Note: If dataset has high diversity (many videos, varied conditions), larger budgets are beneficial. If dataset is repetitive, smaller budgets suffice.

Temporal Gap (--min-gap)

What it does: Minimum seconds between selected frames from the same video.

Trade-off:

  • Higher (e.g., 5–10s): Strong diversity, fewer frames per video
  • Lower (e.g., 0.5–2s): More frames per video, risk of near-duplicates

Recommendations:

Vehicle Speed Scene Change Rate Recommended --min-gap
Stationary Slow (static scene) 5–10s
Slow (<1 m/s) Moderate (gradual drift) 2–5s
Fast (>1 m/s) Rapid (transect) 1–2s

When to increase:

  • Static scenes (e.g., benthic landers) → Avoid redundant nearly identical frames
  • Long videos with repetitive content → Spread selections across time

When to decrease:

  • Rapid transects (e.g., fast AUV pass) → Capture short-lived features
  • High diversity within videos → Allow multiple frames from interesting sections

Visual check: If output frames from same video look nearly identical, increase --min-gap.
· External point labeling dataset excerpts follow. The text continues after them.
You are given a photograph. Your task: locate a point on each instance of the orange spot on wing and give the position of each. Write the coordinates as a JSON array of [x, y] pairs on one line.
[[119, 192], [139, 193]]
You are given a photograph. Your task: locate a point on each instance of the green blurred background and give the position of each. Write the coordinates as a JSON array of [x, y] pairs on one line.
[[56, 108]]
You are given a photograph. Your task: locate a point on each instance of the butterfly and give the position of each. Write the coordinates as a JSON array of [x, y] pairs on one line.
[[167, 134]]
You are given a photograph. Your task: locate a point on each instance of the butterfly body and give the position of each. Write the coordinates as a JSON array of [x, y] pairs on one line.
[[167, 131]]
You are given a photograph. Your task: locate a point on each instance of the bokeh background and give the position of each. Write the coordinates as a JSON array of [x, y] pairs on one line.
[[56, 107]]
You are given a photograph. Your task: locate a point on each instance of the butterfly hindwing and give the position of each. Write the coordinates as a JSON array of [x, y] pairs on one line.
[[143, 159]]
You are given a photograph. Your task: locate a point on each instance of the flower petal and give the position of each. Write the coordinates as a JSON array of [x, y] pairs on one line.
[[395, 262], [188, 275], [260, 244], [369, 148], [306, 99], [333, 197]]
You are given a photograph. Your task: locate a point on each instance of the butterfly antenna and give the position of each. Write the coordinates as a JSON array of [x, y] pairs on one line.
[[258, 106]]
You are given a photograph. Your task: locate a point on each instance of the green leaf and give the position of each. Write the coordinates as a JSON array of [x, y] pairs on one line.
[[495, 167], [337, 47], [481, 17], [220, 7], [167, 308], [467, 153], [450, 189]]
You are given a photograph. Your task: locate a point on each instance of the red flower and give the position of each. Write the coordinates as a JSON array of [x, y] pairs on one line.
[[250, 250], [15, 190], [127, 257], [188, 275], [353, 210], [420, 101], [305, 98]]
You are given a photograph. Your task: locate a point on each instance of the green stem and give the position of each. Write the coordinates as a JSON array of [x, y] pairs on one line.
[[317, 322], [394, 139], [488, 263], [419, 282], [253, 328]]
Grid Resolution (--n-bins)

What it does: Number of bins per feature axis (total cells = n_bins³).

Trade-off:

  • Higher (e.g., 10–12): Finer distinctions, more diversity, risk of sparse cells
  • Lower (e.g., 5–7): Coarser grouping, less diversity, denser cells

Recommendations:

Number of Candidates Recommended --n-bins Total Cells
<1,000 5 125
1,000–10,000 8 512
10,000–50,000 10 1,000
>50,000 12 1,728

Rule of thumb: Aim for ~10–50 candidates per cell on average.

\[\text{n\_bins} \approx \sqrt[3]{\frac{\text{num\_candidates}}{20}}\]

When to increase:

  • Large candidate pool → Finer diversity resolution
  • Over-sampling common scenes → Split dense cells

When to decrease:

  • Small candidate pool → Avoid empty cells
  • Under-utilizing candidates → Merge sparse cells

Diagnostic: After running sample, check output:

After grid filter (8³ cells, ≤10/cell):  4237  (387 occupied cells)
  • Occupied cells < 20% of total: Consider lowering n_bins (grid too sparse)
  • Occupied cells > 80% of total: Consider raising n_bins (grid too dense)

Max Per Cell (--max-per-cell)

What it does: Maximum frames selected from each grid cell.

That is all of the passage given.